Oh, que ça me donne l'eau à la bouche!... La montagne, les abricots, le Valais que je commence à visualiser, et surtout les bisses que j'ai découverts l'année dernière entre les mayens de Saxon et Riddes. C'est difficile à expliquer le sentiment que ça procure de se promener ainsi en hauteur au bord d'une eau calme et douce et souvent avec un paysage magnifique sous les yeux! Au fond, deux mots me viennent à l'esprit: fraîcheur et simplicité (à la manière d'un poème japonais). Vous me donnez espoir d'en venir à bout d'un long travail pour aller rejoindre cet univers, je suis d'habitude plutôt de l'autre côté de la vallée.

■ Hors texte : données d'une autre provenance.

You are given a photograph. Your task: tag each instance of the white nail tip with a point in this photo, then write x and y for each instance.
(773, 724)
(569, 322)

@ Lut : Merci de le dire. Bonne soirée, Lut.
@ Colo : Nous y promener ensemble un jour, qui sait ?
@ JEA : Oui, un paysage-théâtre où le rideau ne tombe jamais. Bonsoir, JEA, je viendrai vous lire bientôt.
@ Jeanne : Les "mayens", voilà un autre mot découvert dans le Valais - quel plaisir aussi de suivre le chemin qui mène de Nendaz aux Condamines puis de continuer vers Isérables pour y pique-niquer sur la voie des érables, que vous connaissez peut-être ? Fraîcheur et simplicité, oui.

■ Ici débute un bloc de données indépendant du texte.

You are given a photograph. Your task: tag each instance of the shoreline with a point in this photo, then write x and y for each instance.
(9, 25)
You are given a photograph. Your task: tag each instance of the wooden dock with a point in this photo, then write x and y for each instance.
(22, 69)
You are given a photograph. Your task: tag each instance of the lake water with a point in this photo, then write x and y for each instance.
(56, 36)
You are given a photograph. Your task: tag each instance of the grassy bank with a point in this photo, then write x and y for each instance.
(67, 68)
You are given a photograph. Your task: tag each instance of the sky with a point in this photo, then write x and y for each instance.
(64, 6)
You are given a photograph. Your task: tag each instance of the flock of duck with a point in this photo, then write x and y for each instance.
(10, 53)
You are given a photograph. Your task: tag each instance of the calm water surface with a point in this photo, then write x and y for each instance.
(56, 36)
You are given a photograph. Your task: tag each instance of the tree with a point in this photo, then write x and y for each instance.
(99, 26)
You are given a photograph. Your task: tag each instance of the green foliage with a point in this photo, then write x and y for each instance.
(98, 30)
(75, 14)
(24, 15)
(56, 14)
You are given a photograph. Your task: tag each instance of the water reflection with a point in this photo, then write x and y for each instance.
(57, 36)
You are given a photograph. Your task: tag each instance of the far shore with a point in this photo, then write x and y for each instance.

Je ne sais pas si je supporterais bien l'altitude, en tout cas la balade en ta compagnie est superbe, les anciens avaient beaucoup d'ingéniosité et de ténacité, on ferait bien de s'en inspirer aujourd'hui.
Habitant en Haute Savoie pendant plus de vingt ans, le Valais et ses bisses fut un vrai plaisir, j'ai d'excellents souvenirs de ballades (et de moustiques !)
le bruit de l'eau, la frâicheur des sous bois ( autour de Crans Montana par exemple)
J'ai profité au maximum de la Suisse à cette époque
Mon meilleur souvenir , un petit bisse au col de la Forclaz une ballade annuelle en route vers Martigny et son exposition chaque été ! Souvenirs souvenirs
Bisse à toi!
@ Aifelle : La plupart des bisses sont en moyenne montagne, cela ne devrait pas te poser de problème - un formidable patrimoine, tu as raison.
@ Dominique : Ravie de partager tes souvenirs, Dominique. Tu as donc été une vraie montagnarde avant ta vie lyonnaise !
@ La bacchante : Bis ! Bis !
"un bisse", je me demande, étymologiquement, d'où ça vient...
Wikipédia atteste "bied" et "bié" aux XIIe et XIIIe s., "bief" au XVIIe, et présente aussi une autre origine, gauloise.
Voici la proposition de mon dictionnaire étymologique Larousse (Dauzat Dubois Mitterand)qui devrait te plaire : il apparente le bisse avec l'italien biscia, serpent.